Diabetes mellitus

Typ-2-Diabetes mit Gewichtsreduktion und Sport bekämpfen

Die Zahl der Menschen, die an einem Diabetes mellitus Typ 2 erkrankt sind, ist in den vergangenen Jahren stark gestiegen. Die Ursache des Typ-2-Diabetes wird zum einen in einer genetischen Prädisposition, zum anderen in den Auslösefaktoren Übergewicht und Bewegungsmangel gesehen. Die Pathogenese des Typ-2-Diabetes besteht aus zwei Komponenten, der Insulinresistenz und einer Insulinsekretionsstörung. Seit vielen Jahren wird postuliert, dass der Typ-2-Diabetes in der Frühphase durch Gewichtsabnahme und vermehrte körperliche Aktivität sehr gut behandelt werden kann. Dies konnte nun in prospektiven klinischen Interventionsstudien eindeutig belegt werden. In dieser Übersichtsarbeit soll diskutiert werden, wie in der täglichen Praxis Patienten mit einem erhöhten Diabetesrisiko identifiziert und der Typ-2-Diabetes in einer frühen Phase diagnostiziert werden kann. Zusätzlich sollen Möglichkeiten der Prävention und der Behandlung des Typ-2-Diabetes durch nicht-pharmakologische Maßnahmen diskutiert werden.

Auch wenn der Typ-2-Diabetes in der Regel über viele Jahre asymptomatisch verläuft, können Patienten mit einem erhöhten Risiko anhand von anamnestischen Angaben identifiziert werden (Tab. 1).

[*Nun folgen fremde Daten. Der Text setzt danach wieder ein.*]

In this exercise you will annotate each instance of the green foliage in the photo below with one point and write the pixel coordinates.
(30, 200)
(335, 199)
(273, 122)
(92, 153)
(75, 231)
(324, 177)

Da der Typ-2-Diabetes in Familien gehäuft vorkommt, scheint eine genetische Ursache vorzuliegen. Jedoch sind für den überwiegenden Teil der Typ-2-Diabeteserkrankungen die entsprechenden Gene bisher noch nicht identifiziert worden. Insofern sollte eine familiäre Belastung im Rahmen von Vorsorgeuntersuchungen in der Anamnese abgefragt werden. Aber auch die betroffenen Patienten mit Typ-2-Diabetes sollten darüber informiert werden, damit dieses Thema in der Familie diskutiert und auf entsprechende Früherkennungsuntersuchungen geachtet wird.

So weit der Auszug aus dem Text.